В-третьих, «Дар» пытались представить как критический анализ русской литературы. Например, А.А. Долинин считает роман продуктом осмысления писателем традиции Пушкина и традиции Чернышевского: «Герой “Дара”, видимо, не случайно носит двойную фамилию, первая половина которой напоминает о Пушкине, а начальные буквы второй — о Чернышевском: как и всякий русский писатель ХХ века, он наследник двух этих литературных отцов, и признавая одного, обязан отречься от другого»32. Похожее мнение мы встречаем у Б.М. Носика, автора «первой русской биографии» писателя: «Роман этот и впрямь — настоящая энциклопедия русской литературы»33. Можно выделить и еще одно толкование романа. В самом общем виде он представляет собой картину роста и «мужания» поэтического дара молодого эмигрантского писателя Федора Годунова-Чердынцева, этого «alter ego» самого Набокова. Но «Дар» включает в себя и результаты, итог писательского труда героя, поэтому роман можно представить как исследование самого творческого процесса как такового, о чем писали еще современники Набокова — В.В. Вейдле и В.Ф. Ходасевич. Они были первыми, кто отметил, что тема творчества Набокова — само творчество. Отсюда и пошла традиция рассматривать роман как «рассказ о том, как был задуман, писался и был написан этот роман»34. Действительно, сама структура романа соответствует данному взгляду.
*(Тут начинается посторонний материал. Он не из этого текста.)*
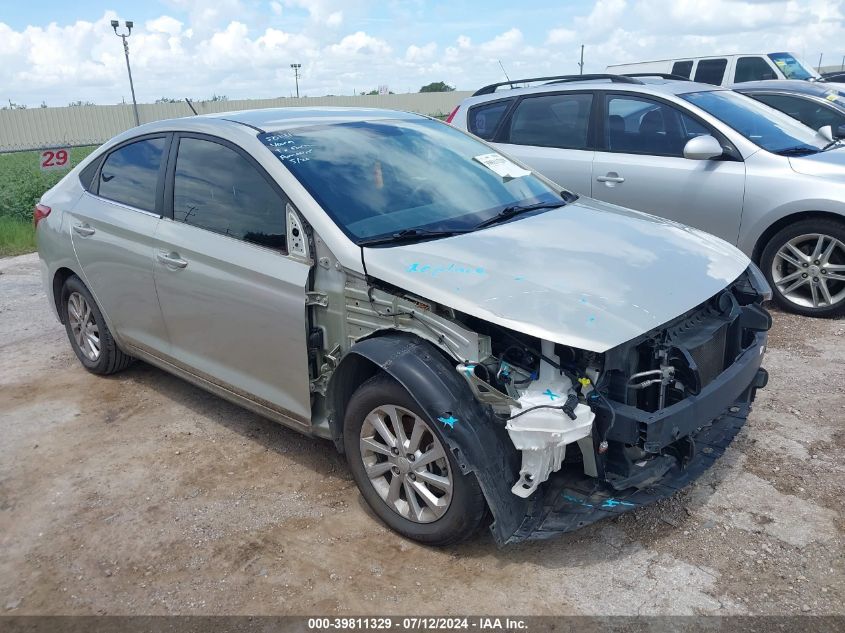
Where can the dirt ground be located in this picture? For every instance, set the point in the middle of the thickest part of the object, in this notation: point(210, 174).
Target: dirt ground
point(141, 494)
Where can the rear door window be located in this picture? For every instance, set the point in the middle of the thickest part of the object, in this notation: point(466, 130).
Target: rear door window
point(217, 189)
point(560, 120)
point(711, 71)
point(683, 68)
point(484, 119)
point(752, 69)
point(130, 174)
«Дар» состоит из пяти глав, три из которых включают в себя вставные художественные (или художественно-документальные) тексты главного героя романа Федора Годунова-Чердынцева. В первой главе приводятся его стихи и неопубликованный рассказ о самоубийстве Яши Чернышевского. Во второй — большой рассказ Федора о его отце, тоже неопубликованный и являющийся частью задуманной героем отцовской биографии. Скандально знаменитая четвертая глава — это «Жизнеописание Чернышевского» — «...“биография-буфф”, абсурдное житие еще более абсурдного подвижника»35. Более того, в конце «Дара» Федор решает написать «классический роман, с типами, с любовью, с судьбой, с разговорами». То есть Федор имеет в виду только что прочитанный читателем сам роман «Дар», что и позволило С.С. Давыдову говорить о романе как о «ленте Мебиуса»: «Герой Федор, двигаясь по ободу такой ленты, начинает свой путь на поверхности “х”, т. е. на страницах романа Набокова, но, подходя к его концу, в промежутках между концом романа и его вторым началом, Федор перескальзывает на поверхность “у”, т. е. на страницы уже собственной книги»36. Это оправдывает и тот взгляд на «Дар», согласно которому перед нами действительно становление художнического дара главного героя, его истоки, рост и изменение. И в этом случае мы ни в коей мере не можем говорить о принципиальной случайности тематики и проблематики вставных текстов, об их эклектичности. По отношению ко всему корпусу «Дара» они находятся в положении сопряжения части и целого, но части не пассивной, а напряженно взаимодействующей с этим целым. Другими словами, вставные тексты с основной тканью повествования находятся в отношении диалога. Причем, говоря образно, не только вставные тексты «проясняют» сам «Дар», но и наоборот — их «голос» начинает звучать в полной мере лишь в непосредственном контакте с «соседями». Особенно это относится к четвертой главе «Дара» — «Жизнеописанию Чернышевского». Эта пародийная и ироничная до язвительности биография так и не была первоначально опубликована в составе текста всего «Дара» — редакция «Современных записок» сочла четвертую главу «оскорблением памяти великого шестидесятника».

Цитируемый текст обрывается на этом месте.